Dafydd Iwan - never-ending tour |
He
started giving anniversary tours in the early 1980s with the band Ar Log (For Sale). These events have now
become so frequent that one can say that like Bob Dylan, Dafydd Iwan is on a
never ending tour. It has always seemed to me that he has a lot in common with
Bob Dylan, though he insists it’s the American’s model of political protest
rather than his music that has had most influence.
Dafydd
Iwan first came to prominence in the 1960s as a student activist with Cymdeithas yr Iaith (the Welsh Language
Society), and especially its campaign for bilingual road signs. Peintio’r Byd
yn Wyrdd (‘Painting the World Green’) was one of Dafydd’s
most notable anthems of that era. He was ‘discovered’ by the television news
programme Y Dydd (The Day) and given
a weekly slot. As a result he became “perhaps the first modern Welsh language
singer to become a teenage idol”, to quote the sleeve of his first record in
1966.
He
became chairman of Cymdeithas yr iaith between 1968 and 1971, one of the most dynamic
periods in the Language Society’s history. This was due in part to its stand-off
with George Thomas, the Labour Secretary of State for Wales who had adopted a
stridently anti-language profile. In particular George Thomas ardently
supported the Investiture of Prince Charles at Caernarfon Castle in 1969, which
Cymdeithas yr Iaith opposed. Dafydd’s satirical
anthem against the event was entitled ‘Carlo’.

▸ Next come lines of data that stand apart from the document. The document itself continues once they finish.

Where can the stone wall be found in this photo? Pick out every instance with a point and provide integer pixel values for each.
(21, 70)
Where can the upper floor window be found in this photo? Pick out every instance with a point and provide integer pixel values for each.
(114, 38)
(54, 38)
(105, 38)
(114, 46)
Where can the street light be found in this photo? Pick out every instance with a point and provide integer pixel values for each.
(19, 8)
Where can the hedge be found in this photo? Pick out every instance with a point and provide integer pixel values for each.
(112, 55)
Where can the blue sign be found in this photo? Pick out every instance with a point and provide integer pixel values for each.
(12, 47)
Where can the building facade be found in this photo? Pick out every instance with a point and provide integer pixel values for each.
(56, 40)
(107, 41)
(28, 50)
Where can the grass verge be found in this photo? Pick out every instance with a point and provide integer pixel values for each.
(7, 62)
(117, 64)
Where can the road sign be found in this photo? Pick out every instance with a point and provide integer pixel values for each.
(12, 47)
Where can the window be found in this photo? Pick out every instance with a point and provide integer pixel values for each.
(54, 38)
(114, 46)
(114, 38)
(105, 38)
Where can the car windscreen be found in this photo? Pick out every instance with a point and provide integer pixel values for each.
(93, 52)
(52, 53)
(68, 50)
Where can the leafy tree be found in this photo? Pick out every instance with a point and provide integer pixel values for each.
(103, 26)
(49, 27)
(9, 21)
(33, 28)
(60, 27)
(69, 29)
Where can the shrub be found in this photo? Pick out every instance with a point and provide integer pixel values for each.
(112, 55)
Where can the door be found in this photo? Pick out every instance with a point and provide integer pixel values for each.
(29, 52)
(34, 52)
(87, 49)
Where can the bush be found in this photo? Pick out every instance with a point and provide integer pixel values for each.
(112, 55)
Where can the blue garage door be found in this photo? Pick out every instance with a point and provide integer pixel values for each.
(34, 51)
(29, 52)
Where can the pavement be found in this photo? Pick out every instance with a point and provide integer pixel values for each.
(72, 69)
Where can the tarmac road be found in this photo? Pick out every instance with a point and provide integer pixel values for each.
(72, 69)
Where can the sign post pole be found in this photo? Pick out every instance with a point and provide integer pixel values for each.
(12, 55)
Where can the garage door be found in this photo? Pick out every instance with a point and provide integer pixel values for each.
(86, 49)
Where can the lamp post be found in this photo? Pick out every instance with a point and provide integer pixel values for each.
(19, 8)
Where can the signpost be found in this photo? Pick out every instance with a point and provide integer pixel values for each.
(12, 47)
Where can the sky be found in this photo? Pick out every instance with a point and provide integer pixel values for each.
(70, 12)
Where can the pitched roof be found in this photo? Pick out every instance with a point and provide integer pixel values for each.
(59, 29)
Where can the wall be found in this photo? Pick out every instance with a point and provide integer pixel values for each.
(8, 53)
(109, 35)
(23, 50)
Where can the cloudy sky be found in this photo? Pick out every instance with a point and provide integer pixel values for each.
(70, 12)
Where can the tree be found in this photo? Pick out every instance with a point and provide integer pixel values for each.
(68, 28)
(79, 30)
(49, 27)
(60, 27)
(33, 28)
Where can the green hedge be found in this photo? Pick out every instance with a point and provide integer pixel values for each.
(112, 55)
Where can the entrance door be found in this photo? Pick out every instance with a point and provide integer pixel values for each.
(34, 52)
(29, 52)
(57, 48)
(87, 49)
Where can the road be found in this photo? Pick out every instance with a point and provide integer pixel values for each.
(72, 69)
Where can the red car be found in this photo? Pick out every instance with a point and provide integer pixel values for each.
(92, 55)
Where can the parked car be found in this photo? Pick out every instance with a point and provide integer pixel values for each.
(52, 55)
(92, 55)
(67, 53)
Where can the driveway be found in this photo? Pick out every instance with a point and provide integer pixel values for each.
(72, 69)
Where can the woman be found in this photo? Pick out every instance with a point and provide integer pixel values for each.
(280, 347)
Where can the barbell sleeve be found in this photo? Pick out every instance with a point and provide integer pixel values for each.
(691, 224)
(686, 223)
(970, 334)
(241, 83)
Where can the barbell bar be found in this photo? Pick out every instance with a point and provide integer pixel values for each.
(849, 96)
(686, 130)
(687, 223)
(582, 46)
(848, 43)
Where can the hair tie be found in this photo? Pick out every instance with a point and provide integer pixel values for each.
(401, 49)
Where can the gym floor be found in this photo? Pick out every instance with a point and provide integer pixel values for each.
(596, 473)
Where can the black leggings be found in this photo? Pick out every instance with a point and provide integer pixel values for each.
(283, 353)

Soon, however, he began a more
conventional career on a number of fronts. He co-founded the record company
Sain (Sound) which became a hugely successful business. Utilising his
qualification as an architect he became involved with the Cymdeithas Tai Gwynedd
housing association, dedicated to providing affordable homes for local people. And
he switched from direct action campaigning to party politics. He stood as
Plaid’s candidate in the two 1974 general elections in Anglesey, became an
influential councillor in Plaid-controlled Gwynedd, and was eventually elected
President of the party in 2003.
Dafydd was born and spent his early
years in in Brynaman on the western edge of the southern coalfield. But when he
was twelve his father, a nonconformist Minister, was called to be a pastor in the
village of Llanuwchllyn near Bala. This upbringing gave Dafydd an instinctively
national rather than local identity. His
was a family of nationalists in any event – grandfather Fred Jones, another
Minister, was one of the founders of Plaid Cymru in 1925.
But what Dafydd’s 50th
anniversary tour underlines is that throughout his career he has never ceased
composing, recording and singing. Undoubtedly this has been his greatest
influence and achievement. As the writer Simon Brooks once said, Dafydd’s songs
have changed the cultural universe in which the Welsh people live.